石巻青年会議所ホームページをご覧いただきましてありがとうございます。

(一社)石巻青年会議所(以下石巻JC)は20歳から40歳までの青年経済人が所属しており、地域の人づくり・まちづくりに取り組んでいる団体です。主な活動内容は月に一度例会の開催、サン・ファン祭り、石巻川開き祭り、北上川フェアなどの祭り事業、住民を対象にした公開の講演会を開催しております。各事業を通じて住民の意識を地域に向け、私たちの住み暮らす地域がより良い地域となる為に活動しています。また事業構築や委員会運営を通して会員の人材育成に積極的に取り組んでいる団体です。
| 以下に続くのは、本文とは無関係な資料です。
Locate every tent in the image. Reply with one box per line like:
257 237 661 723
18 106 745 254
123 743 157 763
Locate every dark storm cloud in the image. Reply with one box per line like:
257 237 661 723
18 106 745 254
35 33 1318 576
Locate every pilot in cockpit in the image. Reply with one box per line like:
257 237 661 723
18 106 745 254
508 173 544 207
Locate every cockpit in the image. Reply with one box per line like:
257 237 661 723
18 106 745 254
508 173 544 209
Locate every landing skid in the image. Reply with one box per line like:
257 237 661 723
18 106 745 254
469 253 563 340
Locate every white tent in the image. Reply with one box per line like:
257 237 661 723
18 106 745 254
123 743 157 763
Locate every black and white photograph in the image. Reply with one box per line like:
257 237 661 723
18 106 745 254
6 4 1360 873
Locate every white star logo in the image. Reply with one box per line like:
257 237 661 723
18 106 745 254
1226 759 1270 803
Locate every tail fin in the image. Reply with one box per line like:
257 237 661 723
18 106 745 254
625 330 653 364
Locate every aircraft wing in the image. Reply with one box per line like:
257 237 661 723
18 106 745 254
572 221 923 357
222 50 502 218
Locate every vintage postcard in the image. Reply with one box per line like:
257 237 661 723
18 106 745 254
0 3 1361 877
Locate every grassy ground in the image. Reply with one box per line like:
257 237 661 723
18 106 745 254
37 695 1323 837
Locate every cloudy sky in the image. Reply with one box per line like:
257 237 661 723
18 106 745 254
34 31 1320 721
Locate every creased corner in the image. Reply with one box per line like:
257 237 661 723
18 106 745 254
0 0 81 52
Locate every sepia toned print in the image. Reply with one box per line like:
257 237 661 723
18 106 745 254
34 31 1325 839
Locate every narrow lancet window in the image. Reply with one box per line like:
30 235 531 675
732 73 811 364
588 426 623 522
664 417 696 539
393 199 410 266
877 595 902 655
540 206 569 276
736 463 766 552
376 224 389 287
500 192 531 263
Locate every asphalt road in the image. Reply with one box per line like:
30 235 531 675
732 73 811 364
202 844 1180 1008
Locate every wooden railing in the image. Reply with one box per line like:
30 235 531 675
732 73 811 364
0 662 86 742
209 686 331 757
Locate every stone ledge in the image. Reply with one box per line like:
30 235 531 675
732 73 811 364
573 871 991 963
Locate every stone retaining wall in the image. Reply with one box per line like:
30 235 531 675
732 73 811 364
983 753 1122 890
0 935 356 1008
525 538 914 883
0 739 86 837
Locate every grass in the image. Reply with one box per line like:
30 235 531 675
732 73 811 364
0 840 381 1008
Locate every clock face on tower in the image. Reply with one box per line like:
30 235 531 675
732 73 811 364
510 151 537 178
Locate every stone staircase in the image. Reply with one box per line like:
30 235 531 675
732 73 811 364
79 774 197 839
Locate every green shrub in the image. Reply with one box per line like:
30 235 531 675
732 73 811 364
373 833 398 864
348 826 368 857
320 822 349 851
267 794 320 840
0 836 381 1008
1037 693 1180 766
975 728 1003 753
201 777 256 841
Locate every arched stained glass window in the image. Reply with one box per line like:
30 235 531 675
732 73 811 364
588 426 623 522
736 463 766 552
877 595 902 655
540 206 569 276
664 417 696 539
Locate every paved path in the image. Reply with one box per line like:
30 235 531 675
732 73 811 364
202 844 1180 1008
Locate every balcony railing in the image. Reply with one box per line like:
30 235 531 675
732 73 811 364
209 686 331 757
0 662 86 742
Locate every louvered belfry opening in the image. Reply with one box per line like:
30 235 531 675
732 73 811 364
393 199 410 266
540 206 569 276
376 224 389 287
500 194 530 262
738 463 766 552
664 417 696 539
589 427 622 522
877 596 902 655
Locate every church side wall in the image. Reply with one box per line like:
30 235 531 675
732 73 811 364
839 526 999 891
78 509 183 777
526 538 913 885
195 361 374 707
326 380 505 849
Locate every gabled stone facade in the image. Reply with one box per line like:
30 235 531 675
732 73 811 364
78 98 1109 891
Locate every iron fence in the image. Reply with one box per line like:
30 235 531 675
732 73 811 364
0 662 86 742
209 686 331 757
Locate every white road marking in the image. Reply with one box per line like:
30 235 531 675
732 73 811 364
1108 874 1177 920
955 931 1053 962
青年会議所は「明るい豊かな社会の実現」を目指し、全国に692団体(LOM)存在し、会員数は約30000人所属しており、日本だけでなく世界的な組織です。現在石巻JCでは71名の会員がおり、女性の会員も多く在籍しています。様々な職業の方が在籍し、40歳までという制限があり、役職は単年度制で多くの成長の機会があります。会議体として会議に重きを置き、限られた時間の中で行う会議において準備や段取りの重要性を学び、時間の使い方が上手になったり、相手に自分の考えをしっかりと伝えられるようになります。また現役の会員だけでなくOB会員との関わりも増え、地域の経営者の方々と接する機会が増え、人とのつながりが広がります。

地域のみらいについて熱い議論を交わしながら事業を構築し、それが地域の課題解決となり、地域貢献に繋がります。自分たちの力で新たな時代を築く為、精力的に活動して参ります。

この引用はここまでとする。